Nonetheless, the emergence of unambiguous overall trends from an entirely non-empirical first-principles treatment (not relying on any specific “chemical intuition” at the outset) in our study is encouraging, showing the relevance of trends at the Born-Oppenheimer potential energy surface as a basic quantity and highlighting the power of systematically scanning large segments of chemical space with high computational accuracy to underpin empirically suspected trends.

Methods

The level of theory employed to assemble the conformer database¹¹ is a high-accuracy⁴⁹ numeric atom-centered basis set implementation^20,50 of density-functional theory (DFT) in the Perdew-Burke-Ernzerhof (PBE)²¹ generalized-gradient approximation, combined with the pairwise van der Waals correction by Tkatchenko and Scheffler (PBE + vdW)²². The reliability of PBE + vdW for the peptide structure problem has been established by (i) comparisons to CCSD(T) benchmark investigations for oligo-alanine systems¹³ and alanine dipeptides with Li^+ 14, (ii) comparison to carefully performed basis-set extrapolated MP2 calculations¹¹, and comparisons to experimental spectroscopic benchmarks¹⁵. Importantly, the actual conformations identified by PBE+vdW remain meaningful even in cases where, for larger oligopeptides, more expensive higher levels of theory are needed to reproduce small energetic differences to the exact conformational energy hierarchy found in experiment^16,17,18,19.
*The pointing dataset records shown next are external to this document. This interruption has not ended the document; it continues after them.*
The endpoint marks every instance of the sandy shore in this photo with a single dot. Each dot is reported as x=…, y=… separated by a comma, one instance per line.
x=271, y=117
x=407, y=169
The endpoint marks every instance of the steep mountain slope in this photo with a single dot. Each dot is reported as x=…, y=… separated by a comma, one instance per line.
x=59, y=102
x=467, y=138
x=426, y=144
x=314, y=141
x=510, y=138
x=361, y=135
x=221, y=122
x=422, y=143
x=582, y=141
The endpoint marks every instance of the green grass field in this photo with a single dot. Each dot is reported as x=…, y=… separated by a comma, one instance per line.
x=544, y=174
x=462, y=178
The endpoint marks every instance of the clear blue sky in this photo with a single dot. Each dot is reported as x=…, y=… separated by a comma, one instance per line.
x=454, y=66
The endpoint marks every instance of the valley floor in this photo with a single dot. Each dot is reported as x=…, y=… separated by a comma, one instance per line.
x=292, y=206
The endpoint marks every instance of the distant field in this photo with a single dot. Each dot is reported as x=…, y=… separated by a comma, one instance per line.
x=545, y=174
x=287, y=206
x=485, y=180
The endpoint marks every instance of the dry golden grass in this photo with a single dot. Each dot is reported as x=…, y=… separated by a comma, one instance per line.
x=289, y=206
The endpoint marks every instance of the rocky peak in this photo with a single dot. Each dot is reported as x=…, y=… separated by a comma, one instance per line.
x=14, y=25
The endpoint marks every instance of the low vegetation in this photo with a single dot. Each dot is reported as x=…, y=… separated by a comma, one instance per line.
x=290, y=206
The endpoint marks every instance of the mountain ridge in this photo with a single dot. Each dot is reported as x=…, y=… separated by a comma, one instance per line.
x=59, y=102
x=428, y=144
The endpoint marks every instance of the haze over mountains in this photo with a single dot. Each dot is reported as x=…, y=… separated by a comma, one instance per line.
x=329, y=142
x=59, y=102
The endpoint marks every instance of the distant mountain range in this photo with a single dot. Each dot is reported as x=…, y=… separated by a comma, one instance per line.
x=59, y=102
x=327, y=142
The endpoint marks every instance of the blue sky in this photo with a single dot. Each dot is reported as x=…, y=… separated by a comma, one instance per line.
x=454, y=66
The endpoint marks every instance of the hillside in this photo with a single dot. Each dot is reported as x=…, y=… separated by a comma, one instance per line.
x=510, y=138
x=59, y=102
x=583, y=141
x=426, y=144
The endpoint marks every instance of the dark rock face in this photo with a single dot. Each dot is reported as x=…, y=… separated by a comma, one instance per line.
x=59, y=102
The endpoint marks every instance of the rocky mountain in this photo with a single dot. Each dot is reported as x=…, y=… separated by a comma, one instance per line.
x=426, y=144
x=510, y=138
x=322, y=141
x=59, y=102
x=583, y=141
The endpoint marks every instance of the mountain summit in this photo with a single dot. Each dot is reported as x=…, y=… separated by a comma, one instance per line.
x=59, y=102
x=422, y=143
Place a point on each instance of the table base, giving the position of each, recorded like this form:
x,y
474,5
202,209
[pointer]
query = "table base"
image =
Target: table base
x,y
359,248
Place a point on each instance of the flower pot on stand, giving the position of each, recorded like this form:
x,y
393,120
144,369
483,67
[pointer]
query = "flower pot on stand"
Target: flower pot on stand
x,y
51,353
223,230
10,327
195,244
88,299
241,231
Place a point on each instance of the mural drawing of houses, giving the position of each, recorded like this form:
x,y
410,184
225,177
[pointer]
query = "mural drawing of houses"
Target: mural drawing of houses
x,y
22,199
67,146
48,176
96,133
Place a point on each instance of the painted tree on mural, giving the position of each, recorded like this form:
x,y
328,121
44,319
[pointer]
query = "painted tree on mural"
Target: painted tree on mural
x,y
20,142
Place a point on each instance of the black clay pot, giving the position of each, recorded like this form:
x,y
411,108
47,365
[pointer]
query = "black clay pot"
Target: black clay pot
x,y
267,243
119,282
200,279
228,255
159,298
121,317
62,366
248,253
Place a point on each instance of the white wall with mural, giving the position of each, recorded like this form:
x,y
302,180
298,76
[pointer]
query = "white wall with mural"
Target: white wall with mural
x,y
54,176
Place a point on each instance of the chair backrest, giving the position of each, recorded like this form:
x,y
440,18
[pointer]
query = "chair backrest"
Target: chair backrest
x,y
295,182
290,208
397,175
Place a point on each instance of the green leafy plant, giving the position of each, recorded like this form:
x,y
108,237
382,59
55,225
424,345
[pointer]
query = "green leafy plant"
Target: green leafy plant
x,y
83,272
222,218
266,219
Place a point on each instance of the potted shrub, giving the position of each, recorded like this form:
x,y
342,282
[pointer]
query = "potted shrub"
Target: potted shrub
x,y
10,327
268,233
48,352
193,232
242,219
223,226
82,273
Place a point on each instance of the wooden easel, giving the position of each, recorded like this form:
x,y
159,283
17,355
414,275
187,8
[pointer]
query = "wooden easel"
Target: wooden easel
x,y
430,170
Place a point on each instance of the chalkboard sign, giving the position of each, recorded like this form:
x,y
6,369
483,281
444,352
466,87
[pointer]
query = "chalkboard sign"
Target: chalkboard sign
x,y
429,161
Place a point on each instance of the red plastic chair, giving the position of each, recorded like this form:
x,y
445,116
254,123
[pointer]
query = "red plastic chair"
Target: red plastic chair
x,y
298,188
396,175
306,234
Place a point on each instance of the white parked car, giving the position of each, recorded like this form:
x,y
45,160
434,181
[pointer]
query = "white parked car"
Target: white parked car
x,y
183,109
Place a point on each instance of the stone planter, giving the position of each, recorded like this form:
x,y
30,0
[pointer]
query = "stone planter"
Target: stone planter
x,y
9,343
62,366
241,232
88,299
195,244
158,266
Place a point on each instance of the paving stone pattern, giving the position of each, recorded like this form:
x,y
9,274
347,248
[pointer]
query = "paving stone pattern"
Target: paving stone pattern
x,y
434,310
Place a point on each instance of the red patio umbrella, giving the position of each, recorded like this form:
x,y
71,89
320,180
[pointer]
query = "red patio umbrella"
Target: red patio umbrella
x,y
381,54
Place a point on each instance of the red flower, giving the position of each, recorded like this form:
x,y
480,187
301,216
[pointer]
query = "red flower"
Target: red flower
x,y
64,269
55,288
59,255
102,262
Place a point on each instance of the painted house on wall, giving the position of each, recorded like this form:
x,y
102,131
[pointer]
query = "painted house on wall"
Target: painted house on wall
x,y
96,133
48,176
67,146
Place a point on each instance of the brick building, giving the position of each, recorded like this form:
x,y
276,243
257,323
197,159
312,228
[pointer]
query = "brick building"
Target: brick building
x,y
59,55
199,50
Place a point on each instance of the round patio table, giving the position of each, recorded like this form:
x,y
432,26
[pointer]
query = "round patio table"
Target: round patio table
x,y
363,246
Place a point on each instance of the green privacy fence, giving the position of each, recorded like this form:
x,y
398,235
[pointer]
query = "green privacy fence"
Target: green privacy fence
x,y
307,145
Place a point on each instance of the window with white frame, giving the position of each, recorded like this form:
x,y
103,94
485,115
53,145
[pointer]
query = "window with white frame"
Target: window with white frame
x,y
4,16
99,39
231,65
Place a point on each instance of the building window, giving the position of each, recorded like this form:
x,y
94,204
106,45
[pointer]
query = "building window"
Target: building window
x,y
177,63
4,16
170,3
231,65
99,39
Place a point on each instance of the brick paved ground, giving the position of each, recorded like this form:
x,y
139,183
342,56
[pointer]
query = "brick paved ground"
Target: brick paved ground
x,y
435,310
As described in detail in ref. 11, for each of the amino acids and dipeptides with and without Ca²⁺, a global basin-hopping search with Tinker^51,52 was performed using the OPLS-AA force field⁵³ to pre-screen for relevant conformations. This set of conformations was then relaxed at the PBE + vdW level. After this global search step, a local conformational refinement was performed by PBE + vdW based replica-exchange molecular dynamics (REMD)^54,55,56 followed again by geometry relaxations with PBE + vdW. For a subset of seven dipeptides (Ala, Gly, Phe, Val, Ile, Trp, Leu) and by comparing to an independently performed genetic algorithm search at the same level of theory⁵⁷, this search was shown to be essentially complete. Conformers for amino acids and dipeptides in complex with Ba²⁺, Sr²⁺, Cd²⁺, Pb²⁺, and Hg²⁺ were generated by substituting a different ion into the geometries of the Ca²⁺ complexes and locally optimizing the new geometry.